-
Ever since the pioneering work of the Khorana' group that synthesized the 77-bp nucleotide gene encoding a yeast alanine transfer RNA and the 207-bp gene for the tyrosine suppressor tRNA[1, 19] 40 years ago, scientists have had the ability to join DNA sequences and produce combinations that are not present in nature. Recently, chemical synthesis of genes has become routine, and the chemical synthesis of genomes has now become a reality and several viral genomes generated by the chemical synthesis have been reported[4, 20]. Gibson et al. developed a method for assembling the 1.08-mega-base Mycoplasma mycoides genome staring from digitized genome sequence information, and successfully transplanted it into a Mycoplasma capricolum recipient cell to create a modified Mycoplasma mycoides cell controlled by a synthetic genome [6].
Transfusion Transmitted Virus was first reported as a post-transfusion hepatitis virus of unexplained etiology in Japanese patients in 1997[14, 15] and was recently named as Torque teno virus (TTV) as the first member of the new family Anelloviridae. The virus is a nonenveloped virus containing a single-stranded, circular DNA genome of approximately 3.8 kb [13, 22]. Until now, at least 39 genotypes of TTV have been identified, and they can be classified into five distantly related groups [18]. The TTV genome includes an untranslated region (UTR) of approximately 1.2kb and a coding region of approximately 2.6kb, including two main open reading frames (ORFs) which are sandwiched by the TATA box and polyadenylation signal motifs[13, 14, 16]. Epidemiological studies have shown that TTV is genetically variable and widespread in the general human population[2]. Although replication of TTV indicates that it occurs in the liver [17], and most researchers have considered that it might have a possible association with non-A-G hepatitis, post-transfusion hepatitis which may induce liver disease [3, 10, 15, 16], to date there is no consistent evidence of a link between TTV infection of humans and specific disease [11]. The virus is extremely common, even in healthy individuals-as much as 100% prevalent in some countries, and in approximately 10% of blood donors in the UK and the US. The exact role of this virus in the pathogenesis of chronic liver diseases remains controversial.
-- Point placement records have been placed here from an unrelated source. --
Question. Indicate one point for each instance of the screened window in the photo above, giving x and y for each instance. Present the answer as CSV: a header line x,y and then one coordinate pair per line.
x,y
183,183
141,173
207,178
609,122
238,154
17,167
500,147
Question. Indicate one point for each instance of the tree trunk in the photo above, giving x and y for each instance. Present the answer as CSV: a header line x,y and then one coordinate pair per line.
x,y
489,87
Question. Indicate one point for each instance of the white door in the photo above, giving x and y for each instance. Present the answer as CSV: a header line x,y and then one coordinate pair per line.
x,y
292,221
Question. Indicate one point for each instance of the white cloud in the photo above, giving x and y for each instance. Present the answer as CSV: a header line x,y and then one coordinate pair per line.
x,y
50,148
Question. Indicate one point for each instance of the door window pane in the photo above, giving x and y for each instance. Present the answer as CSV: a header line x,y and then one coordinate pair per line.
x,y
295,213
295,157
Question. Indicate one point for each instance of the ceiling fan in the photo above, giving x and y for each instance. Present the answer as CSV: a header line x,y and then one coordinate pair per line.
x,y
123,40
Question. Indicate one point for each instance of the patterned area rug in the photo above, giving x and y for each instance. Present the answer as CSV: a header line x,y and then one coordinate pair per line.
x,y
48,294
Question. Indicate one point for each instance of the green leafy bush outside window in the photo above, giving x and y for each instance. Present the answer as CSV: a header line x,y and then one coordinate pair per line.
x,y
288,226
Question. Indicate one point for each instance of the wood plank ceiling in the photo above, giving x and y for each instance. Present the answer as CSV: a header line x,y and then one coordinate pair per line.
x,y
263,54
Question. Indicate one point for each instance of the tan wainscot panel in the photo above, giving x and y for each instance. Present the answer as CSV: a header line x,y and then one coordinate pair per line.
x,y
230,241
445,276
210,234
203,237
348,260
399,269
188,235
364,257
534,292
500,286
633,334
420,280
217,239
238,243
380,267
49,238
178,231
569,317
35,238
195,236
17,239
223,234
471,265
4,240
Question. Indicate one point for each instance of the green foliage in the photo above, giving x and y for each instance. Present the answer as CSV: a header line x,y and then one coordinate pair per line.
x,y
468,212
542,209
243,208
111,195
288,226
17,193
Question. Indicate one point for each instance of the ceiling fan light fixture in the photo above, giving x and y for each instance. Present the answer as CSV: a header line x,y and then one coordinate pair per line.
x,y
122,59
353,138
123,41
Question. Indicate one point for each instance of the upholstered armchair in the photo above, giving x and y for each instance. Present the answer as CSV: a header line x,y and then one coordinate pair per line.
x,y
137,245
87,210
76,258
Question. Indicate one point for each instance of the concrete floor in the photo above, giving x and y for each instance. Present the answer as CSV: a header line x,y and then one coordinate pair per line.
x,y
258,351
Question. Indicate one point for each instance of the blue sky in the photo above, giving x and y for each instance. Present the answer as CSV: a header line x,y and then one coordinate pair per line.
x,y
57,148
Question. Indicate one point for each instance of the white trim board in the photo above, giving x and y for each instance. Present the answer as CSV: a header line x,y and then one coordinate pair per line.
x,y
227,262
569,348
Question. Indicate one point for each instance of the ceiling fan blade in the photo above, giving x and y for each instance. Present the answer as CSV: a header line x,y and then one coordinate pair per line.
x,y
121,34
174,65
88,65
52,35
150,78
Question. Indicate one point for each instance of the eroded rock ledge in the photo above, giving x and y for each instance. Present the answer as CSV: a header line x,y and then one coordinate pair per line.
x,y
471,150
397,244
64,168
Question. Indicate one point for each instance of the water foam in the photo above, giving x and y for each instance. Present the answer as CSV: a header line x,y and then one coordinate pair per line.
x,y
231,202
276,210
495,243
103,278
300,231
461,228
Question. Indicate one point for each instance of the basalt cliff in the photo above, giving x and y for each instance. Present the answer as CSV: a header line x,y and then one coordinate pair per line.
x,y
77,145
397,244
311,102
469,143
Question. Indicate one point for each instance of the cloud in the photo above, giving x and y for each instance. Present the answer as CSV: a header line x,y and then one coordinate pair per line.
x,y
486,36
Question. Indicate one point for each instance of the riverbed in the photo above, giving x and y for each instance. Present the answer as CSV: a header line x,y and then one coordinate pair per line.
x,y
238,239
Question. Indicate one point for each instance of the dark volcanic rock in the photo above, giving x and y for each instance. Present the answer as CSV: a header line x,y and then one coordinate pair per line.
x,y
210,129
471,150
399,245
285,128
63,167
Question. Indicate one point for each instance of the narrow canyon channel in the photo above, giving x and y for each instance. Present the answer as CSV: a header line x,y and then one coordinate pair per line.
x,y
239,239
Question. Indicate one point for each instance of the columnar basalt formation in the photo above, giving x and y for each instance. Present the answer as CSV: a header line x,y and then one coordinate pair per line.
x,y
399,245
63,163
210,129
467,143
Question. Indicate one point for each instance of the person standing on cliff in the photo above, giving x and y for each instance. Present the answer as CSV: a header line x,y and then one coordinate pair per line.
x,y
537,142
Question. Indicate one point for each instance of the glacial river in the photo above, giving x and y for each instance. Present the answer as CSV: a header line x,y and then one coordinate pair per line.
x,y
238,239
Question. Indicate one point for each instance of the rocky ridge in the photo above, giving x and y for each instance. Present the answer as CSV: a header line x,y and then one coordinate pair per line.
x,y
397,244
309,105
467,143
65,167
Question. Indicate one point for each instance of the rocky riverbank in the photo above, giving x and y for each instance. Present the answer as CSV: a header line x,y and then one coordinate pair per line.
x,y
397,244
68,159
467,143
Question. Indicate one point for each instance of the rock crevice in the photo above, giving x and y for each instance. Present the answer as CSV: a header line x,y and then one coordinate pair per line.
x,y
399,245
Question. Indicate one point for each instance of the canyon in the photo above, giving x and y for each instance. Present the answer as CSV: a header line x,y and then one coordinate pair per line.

In this study, we obtained the entire 3.8 kb synthetic TTV genome using a purely in vitro process. Through this work, some experience in assembling the genomes containing complex structures from oligonucleotides has been gained, thereby we can reconstruct viral genomes less than 10 kb and accelerate the preparation of live attenuated vaccines. Viruses also represent natural systems which can deliver foreign genes into target cells; therefore, the artificial TTV genome could be developed as a hepatic disease gene therapy vector in the future.
HTML
-
PCA and SOEing methods
PCA (polymerase chain assembly reaction) is a method of assembling many oligonucleotides into a longer double-strand DNA employing thermostable polymerase [5]. We used PCA to obtain assembled cassettes from chemically synthetic oligonucleotides and then added a subsequent PCR step based on the two terminal oligos to amplify the assembled product (Fig. 1). SOEing (splicing by overlap extension) is a method for joining two PCR products into one with short homologous sequence [9]. We used SOEing to obtain assembled earlier intermediates and the full length viral genome from cassettes and latter intermediates. In our experiment, we used more than two PCR products as the templates, let them extend with partial overlaps anneal at the first reaction and then added a subsequent PCR based on the two terminal oligos to amplify the full length product (Fig. 1).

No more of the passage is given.